You’ll love these Green Chile Cheese Dogs with fresh roasted chiles and melted Monterey Jack cheese. Be sure to make extra, the aroma of fresh roasted chiles will have the neighborhood lining up for dinner.
Nothing smells better on the ol’ backyard BBQ than roasting green chiles. The grassy, smokey, prickle your nose aroma travels down the neighborhood and makes you the house on the block that everyone is jealous of. You know that house. The one that has always has scent of dinner cooking when you pull up in the driveway and it will be an hour before dinner is on your table. The one that has the nerve to grill steaks and bake potatoes right in front of your nose.
This is your chance to get even. The next time you start up the grill, throw a few green chiles on the grill and then sit back and smile. The rest of the meal isn’t really that important, you will have them at green chiles. Ok, well, if you have to eat something with your chiles, these Southwest Green Chile Cheese Hot Dogs are the perfect choice for a fast and easy and no mess backyard BBQ dinner. Just smother the dogs in diced roasted chiles, cover with melted cheese and some pickled onions. Who needs ketchup? Try some salsa, Mexican crema or, if you are feeling a little “dangerous,” try a hit of tabasco sauce instead.
The sky is the limit with green chiles. They are great with everything from steaks to burgers to vegetarian veggie sandwiches. Try some on your holiday grill and let me know how you like them. We love hearing from you!
—posted by Sandy
- 1 small red onion, finely sliced
- ¼ cup fresh lime juice (2 to 3 limes)
- 2 tablespoons orange juice
- pinch of salt
- 6 New Mexico or Anaheim chiles
- 3 poblano chiles
- 2 green onions
- 2 tablespoons minced cilantro
- 2 tablespoons vegetable oil
- Salt and pepper to taste
- Small (tiny) pinch of cumin
- 10 of your favorite hot dogs
- 10 Latin style bolillos, lobster roll buns or other soft sandwich rolls
- 10 thin slices of Monterey Jack cheese (3 inch by 3 inch square)
- Cilantro for garnish
- Toss the onion slices in the orange and lime juice.
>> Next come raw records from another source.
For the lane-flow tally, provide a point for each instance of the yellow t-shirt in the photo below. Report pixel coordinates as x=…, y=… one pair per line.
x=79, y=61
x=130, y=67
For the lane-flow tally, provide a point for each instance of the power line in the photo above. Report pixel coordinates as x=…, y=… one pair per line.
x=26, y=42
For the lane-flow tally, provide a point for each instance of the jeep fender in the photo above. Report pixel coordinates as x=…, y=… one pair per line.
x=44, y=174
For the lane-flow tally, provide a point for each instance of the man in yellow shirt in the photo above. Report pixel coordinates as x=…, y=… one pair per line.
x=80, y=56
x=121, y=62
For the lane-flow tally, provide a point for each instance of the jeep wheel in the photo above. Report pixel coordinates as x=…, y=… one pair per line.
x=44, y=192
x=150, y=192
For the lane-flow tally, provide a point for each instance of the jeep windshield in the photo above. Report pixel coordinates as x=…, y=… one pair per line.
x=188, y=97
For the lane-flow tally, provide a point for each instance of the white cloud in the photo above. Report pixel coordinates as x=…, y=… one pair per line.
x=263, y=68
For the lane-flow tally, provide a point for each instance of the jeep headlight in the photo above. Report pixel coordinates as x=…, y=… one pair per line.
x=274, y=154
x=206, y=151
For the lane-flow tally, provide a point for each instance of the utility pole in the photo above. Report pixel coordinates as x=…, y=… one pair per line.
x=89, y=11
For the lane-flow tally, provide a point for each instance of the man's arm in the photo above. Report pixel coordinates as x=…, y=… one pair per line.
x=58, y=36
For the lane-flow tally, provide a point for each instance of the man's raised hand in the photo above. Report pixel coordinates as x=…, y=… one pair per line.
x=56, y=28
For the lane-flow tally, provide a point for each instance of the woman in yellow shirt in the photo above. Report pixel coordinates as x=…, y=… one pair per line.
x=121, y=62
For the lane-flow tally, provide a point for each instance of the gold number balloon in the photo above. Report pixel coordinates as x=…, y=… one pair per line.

Sprinkle with a pinch of salt and let marinate while grilling the chiles.
- Grill the New Mexico and poblano chiles over a hot BBQ or under the broiler until the skins are blistered and charred. About 5 to 8 minutes on each side. Place the hot chiles in a bowl and cover tightly with plastic wrap so that the steam from the chiles will loosen the skins. When the chiles are cool, use a paper towel to remove the charred and blistered skins. Resist the urge to wash the chiles under running water, it will wash away some of the flavor of the chiles. Dice and set aside.
- Combine the vegetable oil, sliced green onions, minced cilantro, pinch of cumin, salt and pepper together in a small bowl. Pour the mixture over the diced chiles and mix so that the chiles are well coated. Taste for seasoning and add more salt and pepper, if desired. Cover the chile mixture and set aside.
- Grill the hot dogs and warm the bolillos or buns. Cut a slice down the center of each bolillo, if necessary.
- To Serve, Place a grilled hot dog in the bun and cover with green chile mixture. Cut the slices of cheese in half and place down the center of the buns, covering the green chiles. Heat until the cheese is melted and bubbly. Drain the onions and place on top of the hot cheese. Garnish with cilantro.